Event-driven invalidation reduces staleness from 5 minutes to milliseconds. But it adds complexity: the pub/sub channel must be reliable, and missed messages cause stale data until TTL expires. Redis pub/sub is fire-and-forget; if a node is disconnected during the event, it misses the invalidation.

Write-Through (Immediate)

Update the cache as part of the write operation:

@Transactional
public Article updateArticle(String id, ArticleUpdate update) {
    Article updated = repository.save(update.toEntity(id));

    // Write-through: update cache in the same logical operation
    String json = mapper.writeValueAsString(updated);
    redis.opsForValue().set("article:" + id, json,
        Duration.ofMinutes(5));

    return updated;
}

Write-through provides immediate consistency for the writing node.
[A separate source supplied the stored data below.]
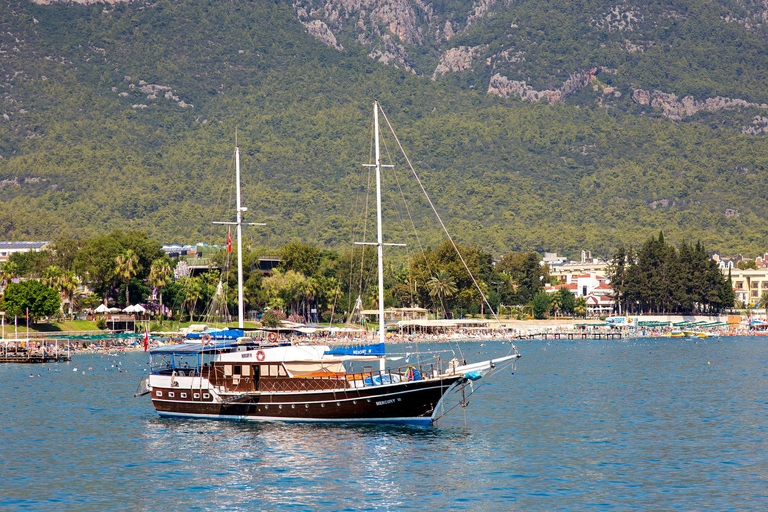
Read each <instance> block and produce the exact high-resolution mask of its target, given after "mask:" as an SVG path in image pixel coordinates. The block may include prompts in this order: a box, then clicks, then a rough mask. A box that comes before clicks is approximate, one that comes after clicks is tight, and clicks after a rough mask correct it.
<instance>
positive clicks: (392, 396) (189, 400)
mask: <svg viewBox="0 0 768 512" xmlns="http://www.w3.org/2000/svg"><path fill="white" fill-rule="evenodd" d="M453 386H454V384H446V385H442V386H430V387H426V388H418V389H408V390H405V391H398V392H396V393H386V394H379V395H369V396H360V397H353V398H336V399H331V400H312V401H311V402H306V401H304V402H260V404H259V405H304V404H333V403H336V402H353V401H357V400H379V399H382V398H385V399H386V398H389V397H393V396H397V395H405V394H409V393H420V392H422V391H427V390H430V389H445V390H446V391H445V393H447V392H448V391H449V390H450V389H451V387H453ZM180 390H181V391H185V392H188V391H190V390H185V389H183V388H174V391H175V392H179V391H180ZM194 391H199V390H198V389H195V390H194ZM205 391H207V390H205ZM348 391H354V390H348ZM327 393H331V392H330V391H329V392H327ZM445 393H444V394H443V396H445ZM281 394H282V395H286V393H281ZM297 394H298V392H297ZM338 394H341V393H338ZM219 396H220V397H221V398H222V399H224V400H226V399H227V398H229V397H230V396H238V395H219ZM269 396H272V397H274V396H276V394H272V393H269V394H265V393H261V394H260V395H254V398H256V397H260V398H264V397H269ZM152 400H154V401H157V402H172V403H181V404H187V403H195V404H219V403H221V402H211V401H200V400H173V399H168V398H157V397H155V396H153V397H152ZM238 403H247V401H245V400H244V401H243V402H231V404H238Z"/></svg>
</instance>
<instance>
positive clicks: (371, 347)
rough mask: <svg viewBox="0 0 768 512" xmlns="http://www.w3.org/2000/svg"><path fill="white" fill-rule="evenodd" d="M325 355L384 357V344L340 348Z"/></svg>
mask: <svg viewBox="0 0 768 512" xmlns="http://www.w3.org/2000/svg"><path fill="white" fill-rule="evenodd" d="M323 355H326V356H383V355H384V344H383V343H377V344H375V345H360V346H357V347H339V348H334V349H331V350H326V351H325V352H324V353H323Z"/></svg>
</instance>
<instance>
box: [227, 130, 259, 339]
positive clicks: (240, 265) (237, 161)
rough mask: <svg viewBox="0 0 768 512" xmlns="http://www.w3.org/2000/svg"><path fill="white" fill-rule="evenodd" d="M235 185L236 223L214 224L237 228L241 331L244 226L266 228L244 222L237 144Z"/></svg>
mask: <svg viewBox="0 0 768 512" xmlns="http://www.w3.org/2000/svg"><path fill="white" fill-rule="evenodd" d="M235 182H236V183H235V185H236V191H237V216H236V218H235V222H214V224H224V225H227V226H232V225H234V226H235V236H237V326H238V328H240V329H243V328H244V327H245V324H244V322H245V303H244V300H243V226H266V224H264V223H263V222H243V212H247V211H248V208H247V207H245V206H243V205H242V203H241V199H240V148H239V147H238V146H237V142H235Z"/></svg>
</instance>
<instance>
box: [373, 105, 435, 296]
mask: <svg viewBox="0 0 768 512" xmlns="http://www.w3.org/2000/svg"><path fill="white" fill-rule="evenodd" d="M379 108H381V107H379ZM387 122H389V121H387ZM390 129H391V126H390ZM395 139H397V137H395ZM382 140H383V142H384V150H385V152H386V153H387V158H388V159H389V161H390V162H392V161H393V158H392V156H391V155H390V153H389V147H388V146H387V143H386V139H384V138H383V137H382ZM398 143H399V141H398ZM401 149H402V147H401ZM392 174H393V175H394V177H395V182H396V183H397V189H398V191H399V192H400V197H401V198H402V200H403V206H405V211H406V212H408V219H409V220H410V222H411V228H412V230H413V236H414V238H416V242H417V243H418V244H419V251H421V256H422V257H423V258H424V264H425V265H426V267H427V272H428V273H429V276H430V277H433V276H434V272H433V271H432V265H430V264H429V259H428V258H427V253H426V251H425V250H424V246H423V245H422V243H421V238H420V237H419V232H418V230H417V229H416V223H415V222H414V221H413V215H412V214H411V209H410V208H409V207H408V202H407V201H406V200H405V193H404V192H403V188H402V186H401V185H400V180H399V179H398V177H397V173H396V172H395V169H394V167H393V168H392ZM399 213H400V212H399V210H398V214H399ZM414 252H415V251H414ZM408 274H409V275H411V268H410V265H409V266H408ZM426 283H427V281H426V280H425V285H426ZM409 291H410V287H409ZM411 296H413V293H412V294H411ZM432 306H433V307H434V308H437V304H436V303H435V301H434V299H432Z"/></svg>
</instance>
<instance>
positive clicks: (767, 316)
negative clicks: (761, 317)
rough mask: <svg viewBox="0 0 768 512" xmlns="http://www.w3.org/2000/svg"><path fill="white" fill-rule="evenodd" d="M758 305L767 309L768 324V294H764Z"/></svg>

But it does not help other nodes that have the old value in their local Caffeine caches. And it couples the write path to Redis availability: if Redis is down, the write fails (or requires fallback logic).

For the content platform, the team uses TTL-based expiration for article content (5-minute staleness acceptable), event-driven invalidation for article metadata displayed in lists (title, thumbnail), and write-through for view counts that update frequently and are displayed prominently.

Monitoring Redis Cache Performance

Redis exposes metrics through the INFO command. The metrics that matter for caching:

# Memory
used_memory: 524,288,000          # 500 MB
maxmemory: 1,073,741,824          # 1 GB limit
maxmemory_policy: allkeys-lfu     # Eviction policy

# Stats
keyspace_hits: 14,523,891         # Total cache hits
keyspace_misses: 832,451          # Total cache misses
evicted_keys: 12,340              # Keys evicted due to memory limit

# Hit rate = hits / (hits + misses) = 94.6%

The content platform monitors these metrics through Prometheus with a Redis exporter and alerts on:

Hit rate below 85%: cache sizing or workload problem
Eviction rate above 100/s: cache undersized for workload
Memory usage above 80%: approaching eviction threshold
Connected clients above 80% of maxclients: connection pool pressure

A healthy cache shows high hit rates, low eviction rates, and stable memory usage well below the maximum. When the metrics deviate, it is a signal that the caching strategy needs revisiting, not that caching itself is wrong.